With sustainability and cost pressures in the spotlight, chemical manufacturers are increasingly seeking to boost efficiency through data-driven decision making. Advanced analytics and explainable machine learning offer complementary ways to mine new insights from existing data. In this post, we'll explore how these solutions deal with the all-too-common problem of asset degradation, specifically focusing on heat exchanger fouling.
Heat exchangers inevitably foul over time, although the specific rate of fouling differs depending on various factors including temperature and chemical properties. Once their efficiency drops below a certain threshold, they are taken offline for maintenance, slowing down production. Thus, at a global-scale continuous production facility, even minor heat exchanger fouling can have a significant impact on P&L.
How does advanced analytics help?
Given the deluge of data that a typical process plant produces each day, it's not always easy to see the whole process, especially using an old-school tool like Excel, which many plants continue to rely on. With advanced analytics—a set of solutions that help visualize data and diagnose issues, such as dashboards and traditional Six Sigma models—engineers can easily and quickly flag important issues and trends.
When it comes to heat exchanger fouling, the immediate application of advanced analytics offers valuable benefits. From examining the device's historical fouling instances, its behavioral pattern can be plotted, producing visualizations that can easily be shared with others on the team. These recent trends can then be extrapolated to the future to give an idea of how the heat exchanger's efficiency will evolve over time. Using this pattern, engineers can understand roughly how often the heat exchanger needs to be cleaned and plan the maintenance schedule accordingly—assuming this pattern continues to hold true.
What about explainable machine learning?
Once the heat exchanger's fouling behavior has been visualized and plotted using advanced analytics techniques, you can use explainable machine learning to dig deeper into the data. This is particularly valuable in one particular type of use case that we often see in process plants, where a heat exchanger starts rapidly degrading for unknown reasons, rather than following an understandable, linear pattern.
Unlike advanced analytics, which relies on the user's domain expertise when it comes to root cause identification, machine learning models can take in historical data and automatically learn all the factors affecting production KPIs as well as relationships between them, in a matter of hours. In the heat exchanger use case, for example, the models learn both what factors are affecting the device's performance and degradation and what those effects are.
Sometimes the factors are fairly obvious, i.e. bulk temperature. In other instances, however, a machine learning algorithm may be able to dig deeper than conventional solutions and uncover complex root causes occurring upstream of the heat exchanger.

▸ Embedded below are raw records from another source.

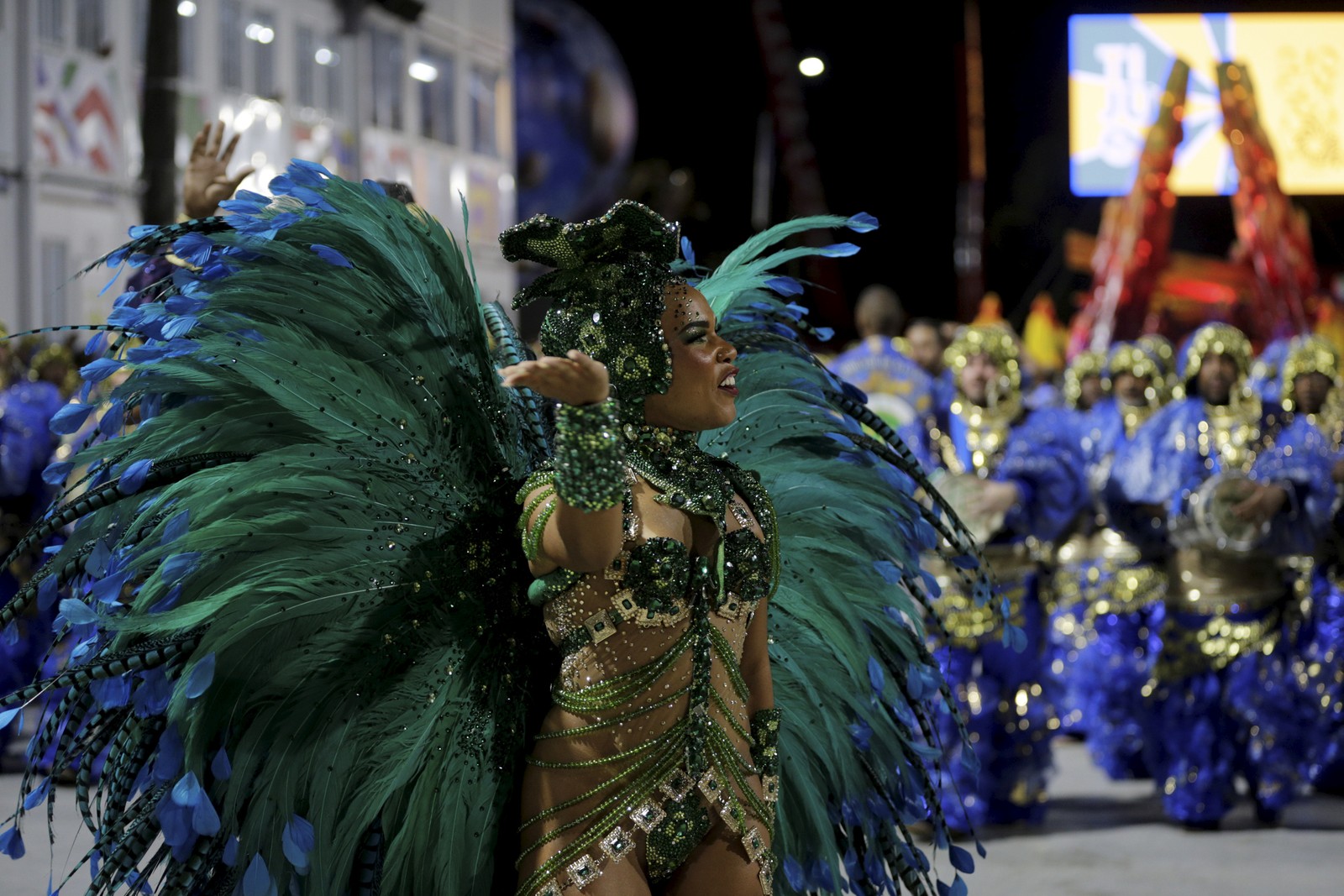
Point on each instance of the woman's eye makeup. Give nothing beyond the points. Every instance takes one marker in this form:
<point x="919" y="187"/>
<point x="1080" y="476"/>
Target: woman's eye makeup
<point x="696" y="332"/>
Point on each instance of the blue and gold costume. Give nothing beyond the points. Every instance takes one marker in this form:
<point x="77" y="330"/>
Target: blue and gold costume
<point x="26" y="445"/>
<point x="1320" y="672"/>
<point x="1226" y="638"/>
<point x="999" y="678"/>
<point x="898" y="390"/>
<point x="1109" y="590"/>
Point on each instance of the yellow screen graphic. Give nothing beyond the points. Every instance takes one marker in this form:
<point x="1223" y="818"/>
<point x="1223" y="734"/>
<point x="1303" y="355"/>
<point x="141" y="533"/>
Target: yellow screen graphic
<point x="1117" y="69"/>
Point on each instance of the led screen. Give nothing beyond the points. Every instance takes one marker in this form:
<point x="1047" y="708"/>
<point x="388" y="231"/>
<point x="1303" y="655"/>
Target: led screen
<point x="1119" y="66"/>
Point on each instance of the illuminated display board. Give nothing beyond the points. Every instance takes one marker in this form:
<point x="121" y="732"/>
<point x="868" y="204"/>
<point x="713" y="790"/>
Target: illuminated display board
<point x="1119" y="66"/>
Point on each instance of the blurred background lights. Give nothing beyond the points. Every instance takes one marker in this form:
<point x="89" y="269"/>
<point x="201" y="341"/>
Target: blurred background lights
<point x="811" y="66"/>
<point x="423" y="71"/>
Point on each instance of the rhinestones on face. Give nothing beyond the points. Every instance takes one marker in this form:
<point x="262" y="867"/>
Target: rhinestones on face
<point x="617" y="846"/>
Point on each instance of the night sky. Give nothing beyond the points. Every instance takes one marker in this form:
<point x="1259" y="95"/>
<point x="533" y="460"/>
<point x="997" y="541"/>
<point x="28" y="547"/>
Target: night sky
<point x="885" y="123"/>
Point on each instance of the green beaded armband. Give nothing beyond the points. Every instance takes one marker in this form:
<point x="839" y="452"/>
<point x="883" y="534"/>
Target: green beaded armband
<point x="765" y="736"/>
<point x="589" y="456"/>
<point x="542" y="483"/>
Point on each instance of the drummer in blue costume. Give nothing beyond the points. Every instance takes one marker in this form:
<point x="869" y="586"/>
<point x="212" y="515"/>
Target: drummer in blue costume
<point x="1084" y="385"/>
<point x="1109" y="587"/>
<point x="26" y="445"/>
<point x="1315" y="422"/>
<point x="898" y="390"/>
<point x="1018" y="479"/>
<point x="1206" y="473"/>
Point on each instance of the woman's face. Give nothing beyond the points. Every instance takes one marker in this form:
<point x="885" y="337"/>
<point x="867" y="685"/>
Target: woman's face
<point x="978" y="376"/>
<point x="703" y="390"/>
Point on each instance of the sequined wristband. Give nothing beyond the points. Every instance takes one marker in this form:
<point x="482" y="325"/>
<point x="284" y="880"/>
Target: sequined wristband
<point x="589" y="456"/>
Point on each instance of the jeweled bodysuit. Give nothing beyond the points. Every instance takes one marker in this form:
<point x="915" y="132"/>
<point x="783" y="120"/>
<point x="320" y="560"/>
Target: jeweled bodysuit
<point x="647" y="746"/>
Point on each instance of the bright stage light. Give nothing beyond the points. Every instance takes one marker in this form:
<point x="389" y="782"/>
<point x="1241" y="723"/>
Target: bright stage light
<point x="423" y="71"/>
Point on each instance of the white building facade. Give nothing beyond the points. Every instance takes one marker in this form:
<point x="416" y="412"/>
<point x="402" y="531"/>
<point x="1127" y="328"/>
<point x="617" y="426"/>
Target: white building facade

For example, a process medium may contain certain components which lead to crystallization or solids forming on the device's surface. The specific composition may vary depending on various upstream factors.
Traditional machine learning models can also pinpoint root causes. However, in a traditional black-box machine learning algorithm, the results aren't visualized in a way that the user can understand, limiting their usability in a plant where engineers need to actively analyze and interpret data. Explainable solutions, in contrast, quantify the potential influence of each parameter and provide confidence measures, so that engineers can understand them the same as they might an advanced analytics dashboard.
Along with helping track down the root cause of fouling, explainable machine learning solutions can make predictions about the heat exchanger's future behavior and come up with recommendations that extend its life and minimize costly repairs. Earlier we noted that advanced analytics has a similar prediction-generating capability; however, this capability is limited to linear relationships. In cases where the device deteriorates rapidly for mysterious reasons, a traditional plot would simply be inaccurate. Using explainable machine learning solutions can help supply more accurate predictions about degradation, limiting maintenance downtime and ultimately lowering operational costs.
Another benefit is that engineers might also be more proactive about changing their workflow based on the models' discoveries about optimization. Once certain upstream factors are pinpointed as affecting the heat exchanger's behavior, they can adjust their behavior accordingly to minimize these factors.
In short, advanced analytics and explainable machine learning can serve as complementary solutions to solve the costly problem of heat exchanger fouling. Indeed, many software tools include both functionalities. Whether you're looking for quick insights via advanced analytics, or more in-depth problem-solving and recommendations via explainable machine learning, these solutions can work together to take your process to the next level.